MCX Live Updates

Gold prices increased by 0.62%, closing at Rs 148,118, bolstered by a decrease in Brent crude oil prices amid positive developments in U.S.-Iran negotiations. Senior officials from both countries concluded their first round of talks in Switzerland, with reports indicating constructive developments and a continuation of the earlier ceasefire framework. However, gains in bullion remained constrained as the U.S. Federal Reserve upheld a hawkish stance on monetary policy. Fed Chair Kevin Warsh reiterated concerns about inflation, which has bolstered market expectations for a rate hike later this year. Traders are now assigning an 89% probability to an increase in December.

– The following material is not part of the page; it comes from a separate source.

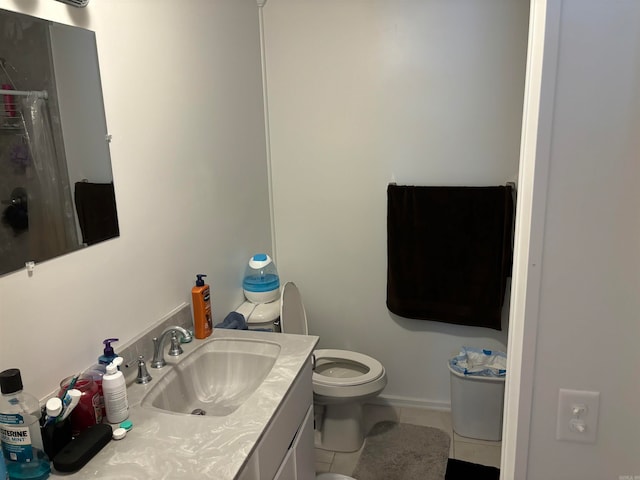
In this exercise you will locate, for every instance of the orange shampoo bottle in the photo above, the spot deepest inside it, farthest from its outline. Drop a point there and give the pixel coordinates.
(202, 318)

Goldman Sachs has adjusted its year-end gold price forecast downward to $4,900 per ounce from a previous estimate of $5,400. This revision reflects near-term downside risks, although the firm continues to uphold a favourable long-term perspective. Physical demand has continued to exhibit weakness across the primary consuming regions. India’s gold imports experienced a significant decline of nearly 70% following an increase in import duties to 15%. Concurrently, Swiss gold exports to India fell sharply, reaching their lowest monthly level in six years. Domestic jewellery, bar and coin demand in India remained lacklustre despite recent price adjustments.

India’s physically backed gold ETFs experienced their inaugural monthly outflow in a year during May, as investors opted to realise profits. In May, gold ETFs experienced net outflows amounting to $2 billion, primarily driven by trends in Asia and North America. However, it is noteworthy that year-to-date flows continue to show a positive trajectory. In China, physical gold premiums have shifted to discounts, indicating a cautious investor sentiment in light of the uncertainty surrounding the U.S.-Iran agreement.

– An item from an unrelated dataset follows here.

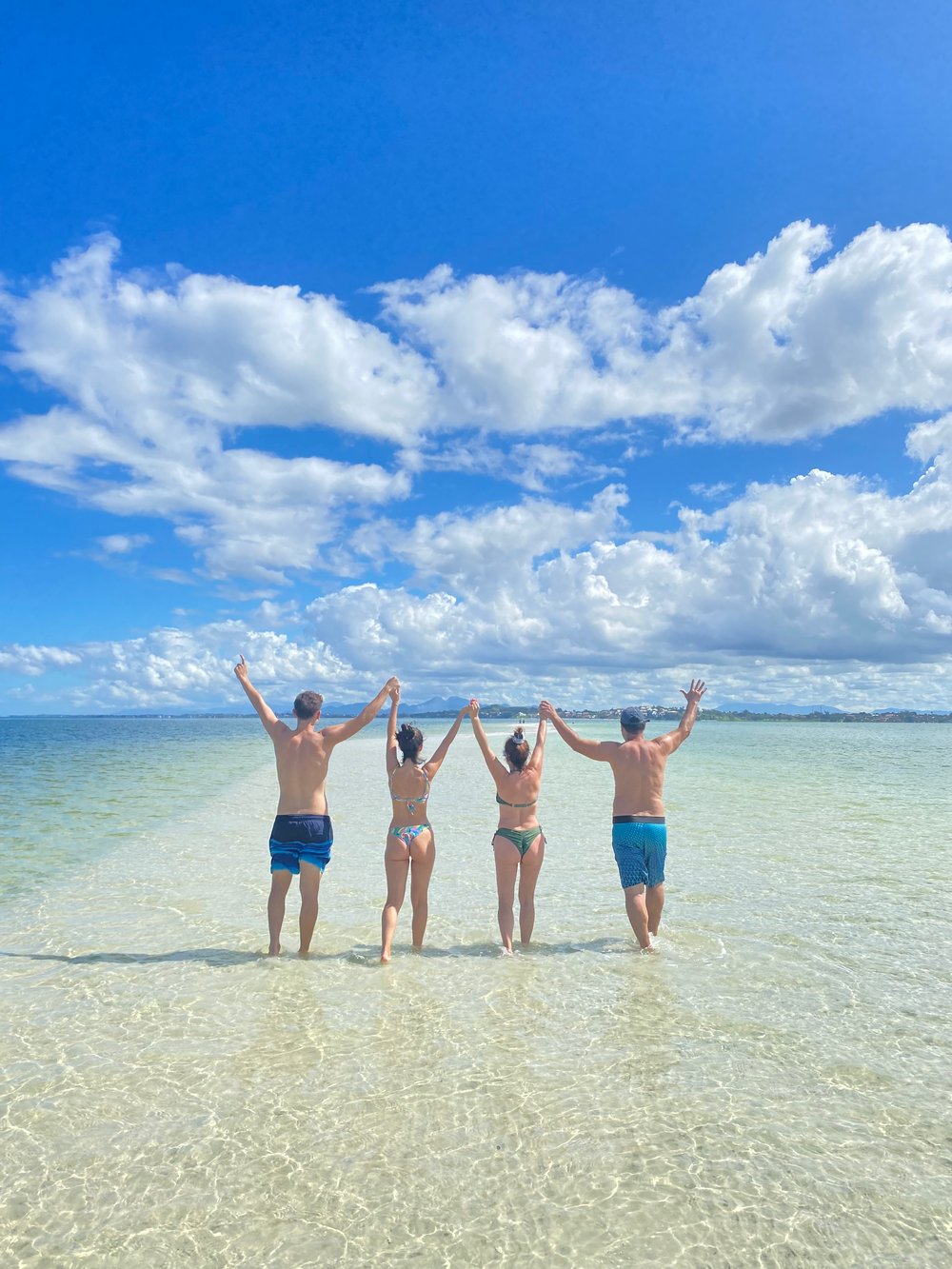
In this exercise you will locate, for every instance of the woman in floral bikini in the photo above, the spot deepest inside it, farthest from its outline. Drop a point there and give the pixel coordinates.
(410, 846)
(518, 843)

Technically, the market is experiencing short covering, as evidenced by a 0.66% decline in open interest to 9,286 contracts, coinciding with an increase in prices. Gold exhibits immediate support at Rs 145,740, with subsequent support at Rs 143,365. On the upside, resistance is observed at Rs 149,860, and a sustained movement above this threshold could potentially extend gains toward Rs 151,605.